DISOBEDIENCE di Sebastián Lelio – La recensione

Disobedience, di Sebastian Lelio - SentieriSelvaggi

Disobedience è un film drammatico e una straordinaria storia d’amore, diretto dal regista cileno Sebastian Lelio, già affermatosi sulla scena internazionale con Gloria del 2013 e con Una donna fantastica, premio Oscar 2018 al miglior film straniero. La sceneggiatura è stata scritta dal regista stesso insieme a Rebecca Lenkiewicz, ed è tratta dall’omonimo romanzo di Naomi Alderman del 2006. La storia è ambientata nella Londra contemporanea e ci racconta il ritorno di Ronit (Rachel Weisz), in occasione del funerale del padre (il rabbino), nella comunità ebraica ortodossa di cui un tempo faceva parte. Per l’occasione, rivede Esti (Rachel McAdams), suo antico amore e ora sposata con Dovid (Alessandro Nivola). Il re-incontro porterà a galla un amore non sopito e una serie di problematiche, per il trio, tutte da affrontare ed elaborare.

L’incipit del rabbino durante una funzione religiosa (“In principio c’erano gli angeli, le bestie e gli esseri umani”), ci indica i temi portanti di questo film: nella dicotomia tra angeli e bestie, tra la superiorità del dogma e della sicurezza in opposizione alla libertà di scelta e all’amore, si dibatteranno i tre protagonisti, per fare emergere una umanità profondamente sfaccettata e dolorosamente autentica.

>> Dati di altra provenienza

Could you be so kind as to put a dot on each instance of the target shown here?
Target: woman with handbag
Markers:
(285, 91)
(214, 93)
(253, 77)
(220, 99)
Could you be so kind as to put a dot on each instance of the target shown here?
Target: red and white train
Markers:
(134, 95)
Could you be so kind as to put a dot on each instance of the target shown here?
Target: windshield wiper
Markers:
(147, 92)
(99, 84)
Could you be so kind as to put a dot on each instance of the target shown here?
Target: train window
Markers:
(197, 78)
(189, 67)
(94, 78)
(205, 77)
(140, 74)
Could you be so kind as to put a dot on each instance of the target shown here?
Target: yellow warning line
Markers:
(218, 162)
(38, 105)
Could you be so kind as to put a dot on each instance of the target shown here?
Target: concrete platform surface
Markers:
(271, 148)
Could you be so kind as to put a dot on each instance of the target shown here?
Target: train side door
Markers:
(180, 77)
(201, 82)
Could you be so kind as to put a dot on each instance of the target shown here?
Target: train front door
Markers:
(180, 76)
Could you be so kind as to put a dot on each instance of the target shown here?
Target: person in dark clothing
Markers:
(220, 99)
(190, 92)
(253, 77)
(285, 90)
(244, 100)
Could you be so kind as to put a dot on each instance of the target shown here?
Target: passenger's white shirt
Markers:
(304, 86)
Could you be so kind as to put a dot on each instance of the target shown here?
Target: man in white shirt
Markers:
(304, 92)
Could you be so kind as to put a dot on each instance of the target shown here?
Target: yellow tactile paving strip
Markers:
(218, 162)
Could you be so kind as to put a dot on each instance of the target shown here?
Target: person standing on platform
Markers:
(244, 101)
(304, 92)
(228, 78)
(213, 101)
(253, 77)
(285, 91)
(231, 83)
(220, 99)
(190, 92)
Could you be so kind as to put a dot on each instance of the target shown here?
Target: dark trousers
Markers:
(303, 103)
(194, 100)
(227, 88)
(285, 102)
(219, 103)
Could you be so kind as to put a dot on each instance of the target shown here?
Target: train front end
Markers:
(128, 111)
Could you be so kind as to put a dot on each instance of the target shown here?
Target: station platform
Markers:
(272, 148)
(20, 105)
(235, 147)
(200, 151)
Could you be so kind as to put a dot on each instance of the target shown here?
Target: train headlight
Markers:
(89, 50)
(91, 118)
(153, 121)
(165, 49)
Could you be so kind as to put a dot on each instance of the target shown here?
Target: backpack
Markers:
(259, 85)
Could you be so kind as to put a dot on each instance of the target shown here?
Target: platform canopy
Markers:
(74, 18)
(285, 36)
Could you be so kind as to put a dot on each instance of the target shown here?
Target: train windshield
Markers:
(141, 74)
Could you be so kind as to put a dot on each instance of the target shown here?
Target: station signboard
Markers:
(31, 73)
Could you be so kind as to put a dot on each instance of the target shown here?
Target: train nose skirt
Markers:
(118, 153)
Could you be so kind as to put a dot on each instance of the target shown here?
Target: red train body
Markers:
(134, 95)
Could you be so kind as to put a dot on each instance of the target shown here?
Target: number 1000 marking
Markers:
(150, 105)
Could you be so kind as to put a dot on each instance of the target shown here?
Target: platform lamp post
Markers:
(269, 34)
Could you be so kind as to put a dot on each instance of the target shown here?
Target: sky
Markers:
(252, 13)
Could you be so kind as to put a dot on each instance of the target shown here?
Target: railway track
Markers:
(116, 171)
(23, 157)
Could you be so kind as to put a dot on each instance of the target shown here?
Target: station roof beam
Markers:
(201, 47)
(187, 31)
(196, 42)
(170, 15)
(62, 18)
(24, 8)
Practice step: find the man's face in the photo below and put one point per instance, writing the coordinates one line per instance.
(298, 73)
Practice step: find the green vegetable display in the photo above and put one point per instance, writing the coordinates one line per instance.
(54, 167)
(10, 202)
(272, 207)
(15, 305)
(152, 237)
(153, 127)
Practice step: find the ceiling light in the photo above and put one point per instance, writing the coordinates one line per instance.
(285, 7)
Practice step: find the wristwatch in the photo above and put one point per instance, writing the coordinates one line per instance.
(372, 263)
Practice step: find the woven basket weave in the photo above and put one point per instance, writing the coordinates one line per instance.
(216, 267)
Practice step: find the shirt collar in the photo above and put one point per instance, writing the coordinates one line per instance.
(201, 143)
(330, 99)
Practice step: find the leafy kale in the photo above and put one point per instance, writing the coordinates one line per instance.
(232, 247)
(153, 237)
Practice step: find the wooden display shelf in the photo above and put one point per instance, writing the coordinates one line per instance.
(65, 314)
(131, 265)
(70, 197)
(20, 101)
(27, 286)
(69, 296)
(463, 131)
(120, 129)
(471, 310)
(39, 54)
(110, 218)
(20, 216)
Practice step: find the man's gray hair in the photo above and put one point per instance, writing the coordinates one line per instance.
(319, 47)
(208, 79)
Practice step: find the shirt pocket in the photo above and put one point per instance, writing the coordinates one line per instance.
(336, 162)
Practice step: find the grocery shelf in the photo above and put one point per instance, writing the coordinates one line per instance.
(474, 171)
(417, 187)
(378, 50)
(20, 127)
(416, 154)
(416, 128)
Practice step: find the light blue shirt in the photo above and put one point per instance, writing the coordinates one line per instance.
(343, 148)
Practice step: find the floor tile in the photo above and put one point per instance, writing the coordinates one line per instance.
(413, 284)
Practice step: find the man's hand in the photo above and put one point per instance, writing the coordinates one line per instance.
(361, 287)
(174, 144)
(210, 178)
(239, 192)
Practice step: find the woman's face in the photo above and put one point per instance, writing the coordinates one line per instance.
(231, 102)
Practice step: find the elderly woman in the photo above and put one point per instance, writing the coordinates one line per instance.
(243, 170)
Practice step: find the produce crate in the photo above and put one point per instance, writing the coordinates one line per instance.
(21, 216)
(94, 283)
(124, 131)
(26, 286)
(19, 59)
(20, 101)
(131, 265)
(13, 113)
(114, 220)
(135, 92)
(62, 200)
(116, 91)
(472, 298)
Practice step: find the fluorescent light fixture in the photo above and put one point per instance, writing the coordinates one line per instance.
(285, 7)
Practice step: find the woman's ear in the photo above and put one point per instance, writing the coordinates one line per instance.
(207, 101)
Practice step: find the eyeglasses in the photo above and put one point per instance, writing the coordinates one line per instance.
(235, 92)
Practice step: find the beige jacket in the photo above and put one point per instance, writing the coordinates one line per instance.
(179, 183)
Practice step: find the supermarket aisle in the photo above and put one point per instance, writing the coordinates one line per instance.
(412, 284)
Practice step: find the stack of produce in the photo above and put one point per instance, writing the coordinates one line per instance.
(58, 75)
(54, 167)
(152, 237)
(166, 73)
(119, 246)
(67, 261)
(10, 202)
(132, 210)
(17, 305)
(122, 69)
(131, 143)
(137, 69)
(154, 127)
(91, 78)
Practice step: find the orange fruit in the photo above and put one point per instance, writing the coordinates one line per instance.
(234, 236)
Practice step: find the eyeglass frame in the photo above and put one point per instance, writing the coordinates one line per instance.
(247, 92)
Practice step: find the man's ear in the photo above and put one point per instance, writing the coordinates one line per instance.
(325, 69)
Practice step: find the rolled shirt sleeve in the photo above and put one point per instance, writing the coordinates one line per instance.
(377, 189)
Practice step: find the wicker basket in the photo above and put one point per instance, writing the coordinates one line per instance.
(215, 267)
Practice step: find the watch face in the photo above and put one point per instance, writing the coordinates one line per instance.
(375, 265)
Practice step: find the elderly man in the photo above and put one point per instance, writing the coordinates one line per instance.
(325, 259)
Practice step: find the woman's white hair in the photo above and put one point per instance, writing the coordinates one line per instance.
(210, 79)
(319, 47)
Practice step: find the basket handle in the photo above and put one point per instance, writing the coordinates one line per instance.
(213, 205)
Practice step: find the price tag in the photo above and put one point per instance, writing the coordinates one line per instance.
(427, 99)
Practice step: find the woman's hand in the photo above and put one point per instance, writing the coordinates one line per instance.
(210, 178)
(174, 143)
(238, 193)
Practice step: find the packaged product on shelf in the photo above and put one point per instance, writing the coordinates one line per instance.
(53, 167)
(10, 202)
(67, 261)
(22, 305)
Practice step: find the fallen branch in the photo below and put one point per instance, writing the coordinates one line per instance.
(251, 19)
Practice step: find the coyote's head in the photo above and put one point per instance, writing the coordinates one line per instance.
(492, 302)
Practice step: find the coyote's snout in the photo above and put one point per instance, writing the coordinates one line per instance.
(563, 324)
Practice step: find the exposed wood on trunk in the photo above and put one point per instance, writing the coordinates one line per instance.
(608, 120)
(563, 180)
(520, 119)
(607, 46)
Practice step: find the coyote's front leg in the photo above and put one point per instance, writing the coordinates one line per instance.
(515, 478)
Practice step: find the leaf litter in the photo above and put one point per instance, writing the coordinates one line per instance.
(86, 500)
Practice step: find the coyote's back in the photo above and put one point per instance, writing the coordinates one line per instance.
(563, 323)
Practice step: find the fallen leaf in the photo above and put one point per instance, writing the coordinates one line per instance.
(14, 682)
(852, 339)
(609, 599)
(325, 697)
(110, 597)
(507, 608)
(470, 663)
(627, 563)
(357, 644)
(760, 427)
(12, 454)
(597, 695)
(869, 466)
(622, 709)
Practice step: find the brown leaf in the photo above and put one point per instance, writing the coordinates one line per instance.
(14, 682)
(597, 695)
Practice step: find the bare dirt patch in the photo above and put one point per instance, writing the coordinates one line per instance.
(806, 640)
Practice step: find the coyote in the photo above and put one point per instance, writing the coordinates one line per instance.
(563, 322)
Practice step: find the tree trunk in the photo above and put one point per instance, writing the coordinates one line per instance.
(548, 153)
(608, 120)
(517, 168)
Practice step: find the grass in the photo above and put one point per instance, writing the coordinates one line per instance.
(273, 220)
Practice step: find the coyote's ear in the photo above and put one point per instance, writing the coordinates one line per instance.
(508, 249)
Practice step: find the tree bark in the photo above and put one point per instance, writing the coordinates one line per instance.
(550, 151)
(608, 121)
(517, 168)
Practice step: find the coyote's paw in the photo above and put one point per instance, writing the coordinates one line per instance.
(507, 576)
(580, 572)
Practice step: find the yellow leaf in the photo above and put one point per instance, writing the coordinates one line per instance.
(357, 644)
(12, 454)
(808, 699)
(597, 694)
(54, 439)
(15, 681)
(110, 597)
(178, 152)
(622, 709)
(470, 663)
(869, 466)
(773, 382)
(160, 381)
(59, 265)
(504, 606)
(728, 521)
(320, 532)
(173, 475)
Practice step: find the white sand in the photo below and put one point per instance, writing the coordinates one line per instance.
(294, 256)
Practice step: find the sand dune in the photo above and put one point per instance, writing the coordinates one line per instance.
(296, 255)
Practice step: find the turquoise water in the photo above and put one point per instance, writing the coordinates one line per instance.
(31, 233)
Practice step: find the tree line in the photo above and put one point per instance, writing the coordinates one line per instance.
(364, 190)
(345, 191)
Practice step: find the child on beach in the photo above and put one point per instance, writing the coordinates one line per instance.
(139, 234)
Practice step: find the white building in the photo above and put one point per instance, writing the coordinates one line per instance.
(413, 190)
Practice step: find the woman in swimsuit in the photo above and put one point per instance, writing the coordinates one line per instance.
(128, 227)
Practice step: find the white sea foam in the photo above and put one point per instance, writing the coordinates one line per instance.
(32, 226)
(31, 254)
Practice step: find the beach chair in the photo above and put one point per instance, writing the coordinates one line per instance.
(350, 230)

Il regista fa centro, con una storia attenta e delicata sui problemi dell’emancipazione femminile, ma al contempo asciutta e mai banale, che sicuramente non fa concessioni a scontate risposte rassicuranti. Il libero arbitrio, il tema della scelta individuale a prescindere dal contesto (che avrebbe benissimo potuto essere qualsivoglia tipo di dottrina di stampo rigidamente patriarcale), mette l’amore (religioso, romantico, umano) come punto di partenza per qualunque tipo di soluzione onestamente possibile. La forza e l’energia visuale di Lelio si manifestano in un crescendo di tensione, con una regia misurata e sottotono nella prima parte, in attesa dell’accelerazione caotica e catartica nella seconda. La canzone Lovesong dei Cure diventa l’emblematica portavoce (diegetica e non) della tormentata storia d’amore tra Ronit e Esti. Le due fantastiche protagoniste ci regalano dei ritratti al femminile potenti e fragili insieme, portatrici di un messaggio di sensibilità umana e di libertà fuori da ogni dogma, religioso e non.